When betting point totals, there is a lot to process and understand before diving right in. Jumping in blind without understanding the spread, and how valuable it is could cost you money and turn you off to gambling altogether. So, why does the total matter when betting?
The total of a game is the total number of points scored between the two teams in an NFL game. For example, if you think a game will finish 24-20, the total would be 44. When betting on the point total, you are betting on whether or not you believe the final score will go over or under that point total. So, if you think the game will finish at 44 points, and the total is 47, you should bet under. If the total is 40, you should bet over.
Like the point spread, there are key numbers to look into and make sure that you get. However, with the new scoring rules, and the incentive to go for two more often, point totals generally do not have as many individual key numbers.
Still, most games will sit somewhere between 41-55 with some extremes on each end. These are two of the key numbers because a lot of scores in the NFL can generally fall on those numbers. 24-17, 21-20, 31-10, 27-14 are all common NFL scores that fall on 41. 28-27, 31-24 35-20, and 34-21 are some higher scoring outcomes. Still, other key numbers in between can be 44, 45, 47, 48, 49, and 51. As mentioned with scoring the way it is, there are so many key numbers that rest in between. However, it is always important to watch where the extra 0.5 may lie on either side of the key number, and it may be worthwhile to buy off of that additional 0.5.

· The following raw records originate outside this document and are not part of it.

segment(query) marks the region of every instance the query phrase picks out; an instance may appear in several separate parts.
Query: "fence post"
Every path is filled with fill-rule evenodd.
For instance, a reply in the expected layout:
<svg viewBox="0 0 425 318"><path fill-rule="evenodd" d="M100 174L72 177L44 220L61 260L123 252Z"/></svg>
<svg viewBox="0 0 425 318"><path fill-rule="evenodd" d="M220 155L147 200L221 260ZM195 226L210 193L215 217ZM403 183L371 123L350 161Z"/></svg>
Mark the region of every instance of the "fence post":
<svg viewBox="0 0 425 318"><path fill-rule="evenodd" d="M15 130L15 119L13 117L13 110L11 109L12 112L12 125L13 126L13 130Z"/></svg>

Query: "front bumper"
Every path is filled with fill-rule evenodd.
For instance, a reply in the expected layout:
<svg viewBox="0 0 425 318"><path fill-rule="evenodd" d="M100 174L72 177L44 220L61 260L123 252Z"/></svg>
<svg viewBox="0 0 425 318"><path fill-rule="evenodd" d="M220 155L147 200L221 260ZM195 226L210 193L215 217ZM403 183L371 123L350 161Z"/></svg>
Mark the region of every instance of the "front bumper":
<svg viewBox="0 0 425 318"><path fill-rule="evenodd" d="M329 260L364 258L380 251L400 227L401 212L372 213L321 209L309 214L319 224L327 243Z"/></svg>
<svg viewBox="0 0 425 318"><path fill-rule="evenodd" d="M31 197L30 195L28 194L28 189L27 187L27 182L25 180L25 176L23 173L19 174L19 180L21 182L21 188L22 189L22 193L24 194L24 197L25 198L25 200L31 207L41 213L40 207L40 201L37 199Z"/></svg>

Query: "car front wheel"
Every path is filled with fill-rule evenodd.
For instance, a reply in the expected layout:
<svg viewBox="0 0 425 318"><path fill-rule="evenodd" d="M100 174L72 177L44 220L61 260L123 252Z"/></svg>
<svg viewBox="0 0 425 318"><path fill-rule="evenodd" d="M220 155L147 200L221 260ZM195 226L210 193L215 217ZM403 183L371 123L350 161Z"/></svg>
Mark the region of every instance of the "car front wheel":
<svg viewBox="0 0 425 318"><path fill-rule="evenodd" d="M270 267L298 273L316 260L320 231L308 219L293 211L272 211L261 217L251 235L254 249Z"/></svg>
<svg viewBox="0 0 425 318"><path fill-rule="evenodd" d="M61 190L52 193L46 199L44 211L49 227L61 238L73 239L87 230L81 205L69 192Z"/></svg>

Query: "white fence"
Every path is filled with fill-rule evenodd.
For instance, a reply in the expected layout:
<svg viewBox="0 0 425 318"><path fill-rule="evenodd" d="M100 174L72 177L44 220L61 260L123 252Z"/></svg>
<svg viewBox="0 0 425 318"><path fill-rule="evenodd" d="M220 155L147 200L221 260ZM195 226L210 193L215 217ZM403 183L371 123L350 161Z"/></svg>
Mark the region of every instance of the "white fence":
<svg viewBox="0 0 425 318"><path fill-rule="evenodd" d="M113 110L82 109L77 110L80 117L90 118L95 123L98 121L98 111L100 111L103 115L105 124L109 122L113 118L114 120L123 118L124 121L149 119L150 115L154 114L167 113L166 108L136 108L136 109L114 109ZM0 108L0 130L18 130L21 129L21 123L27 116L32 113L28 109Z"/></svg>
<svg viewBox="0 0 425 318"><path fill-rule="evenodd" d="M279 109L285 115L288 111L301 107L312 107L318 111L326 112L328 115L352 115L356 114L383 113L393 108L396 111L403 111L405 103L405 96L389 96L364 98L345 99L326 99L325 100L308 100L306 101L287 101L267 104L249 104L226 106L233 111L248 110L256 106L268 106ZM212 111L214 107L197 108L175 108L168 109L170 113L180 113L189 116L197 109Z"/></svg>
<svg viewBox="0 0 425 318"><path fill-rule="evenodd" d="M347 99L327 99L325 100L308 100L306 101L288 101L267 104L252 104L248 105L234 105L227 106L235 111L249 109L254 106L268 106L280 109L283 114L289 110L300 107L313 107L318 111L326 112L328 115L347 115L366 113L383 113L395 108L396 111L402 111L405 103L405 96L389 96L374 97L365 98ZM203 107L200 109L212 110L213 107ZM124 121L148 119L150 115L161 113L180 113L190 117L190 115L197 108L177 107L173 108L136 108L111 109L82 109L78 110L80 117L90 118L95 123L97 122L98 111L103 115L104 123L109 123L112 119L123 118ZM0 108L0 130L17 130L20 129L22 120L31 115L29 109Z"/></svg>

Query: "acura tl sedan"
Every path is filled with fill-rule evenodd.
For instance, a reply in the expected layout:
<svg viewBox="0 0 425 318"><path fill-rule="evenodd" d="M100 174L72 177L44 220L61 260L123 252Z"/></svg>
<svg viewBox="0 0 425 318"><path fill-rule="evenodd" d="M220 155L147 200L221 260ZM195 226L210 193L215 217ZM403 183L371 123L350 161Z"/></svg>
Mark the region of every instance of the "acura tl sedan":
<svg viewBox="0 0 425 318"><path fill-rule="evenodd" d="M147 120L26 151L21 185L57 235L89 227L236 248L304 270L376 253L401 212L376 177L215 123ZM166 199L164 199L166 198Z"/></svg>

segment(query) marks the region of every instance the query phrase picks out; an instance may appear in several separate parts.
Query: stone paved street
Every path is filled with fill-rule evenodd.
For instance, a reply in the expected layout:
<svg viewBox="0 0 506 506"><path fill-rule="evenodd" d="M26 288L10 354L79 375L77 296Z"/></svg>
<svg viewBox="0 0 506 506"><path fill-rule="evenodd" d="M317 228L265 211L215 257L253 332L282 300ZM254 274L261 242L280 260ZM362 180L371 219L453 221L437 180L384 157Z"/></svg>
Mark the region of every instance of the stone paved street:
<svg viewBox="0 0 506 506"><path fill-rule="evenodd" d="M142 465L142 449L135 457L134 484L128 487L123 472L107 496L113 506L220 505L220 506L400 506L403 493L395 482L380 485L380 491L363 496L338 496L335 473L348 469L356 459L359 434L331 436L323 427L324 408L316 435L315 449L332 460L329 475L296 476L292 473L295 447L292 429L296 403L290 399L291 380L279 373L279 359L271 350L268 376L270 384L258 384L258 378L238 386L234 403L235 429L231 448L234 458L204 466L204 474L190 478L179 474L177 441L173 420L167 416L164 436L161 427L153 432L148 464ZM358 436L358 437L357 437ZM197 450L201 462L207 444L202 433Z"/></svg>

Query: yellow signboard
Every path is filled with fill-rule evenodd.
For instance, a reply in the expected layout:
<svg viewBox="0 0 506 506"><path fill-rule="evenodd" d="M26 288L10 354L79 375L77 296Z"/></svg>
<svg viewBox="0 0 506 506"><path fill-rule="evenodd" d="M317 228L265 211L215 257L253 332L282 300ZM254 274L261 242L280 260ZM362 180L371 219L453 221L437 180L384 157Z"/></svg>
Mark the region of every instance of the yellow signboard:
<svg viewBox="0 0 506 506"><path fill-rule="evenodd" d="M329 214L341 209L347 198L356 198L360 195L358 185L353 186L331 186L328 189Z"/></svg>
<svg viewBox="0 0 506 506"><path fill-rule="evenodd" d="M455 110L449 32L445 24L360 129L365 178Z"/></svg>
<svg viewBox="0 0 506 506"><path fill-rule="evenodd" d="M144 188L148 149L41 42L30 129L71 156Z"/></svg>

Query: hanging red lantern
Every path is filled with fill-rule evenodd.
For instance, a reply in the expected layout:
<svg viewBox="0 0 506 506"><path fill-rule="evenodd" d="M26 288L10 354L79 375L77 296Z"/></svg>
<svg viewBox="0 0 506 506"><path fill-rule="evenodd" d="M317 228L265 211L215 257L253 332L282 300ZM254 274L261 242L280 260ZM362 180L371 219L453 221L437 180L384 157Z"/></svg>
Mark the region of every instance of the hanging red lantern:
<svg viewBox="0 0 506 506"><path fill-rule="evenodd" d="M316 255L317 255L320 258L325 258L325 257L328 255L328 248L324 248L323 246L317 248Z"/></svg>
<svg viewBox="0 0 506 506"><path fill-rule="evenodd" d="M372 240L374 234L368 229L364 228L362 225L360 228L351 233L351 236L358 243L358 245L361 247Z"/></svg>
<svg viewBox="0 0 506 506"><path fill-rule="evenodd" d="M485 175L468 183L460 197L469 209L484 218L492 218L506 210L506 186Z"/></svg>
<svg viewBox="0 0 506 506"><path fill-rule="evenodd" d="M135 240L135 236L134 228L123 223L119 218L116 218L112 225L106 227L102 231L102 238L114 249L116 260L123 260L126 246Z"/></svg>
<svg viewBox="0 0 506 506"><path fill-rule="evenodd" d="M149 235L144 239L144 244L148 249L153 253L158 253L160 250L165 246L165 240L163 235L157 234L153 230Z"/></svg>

For example, you would be a lot happier pushing a bet that goes 27-20 on a total of 47 than losing a bet because the total was 47.5 and you went over. That extra half-point will matter around these keys numbers over a long period.
Emphasis on Scoring
As mentioned, the NFL is shifting to a higher scoring lead. It is adding more variance in how many totals land on key numbers, but also is increasing scoring. The 2018 NFL season has seen totals go from 56-60. These totals used to never be seen, as NFL scoring was just not that high. However, with less hitting and a higher emphasis on passing, offenses are taking advantage and scoring in bunches.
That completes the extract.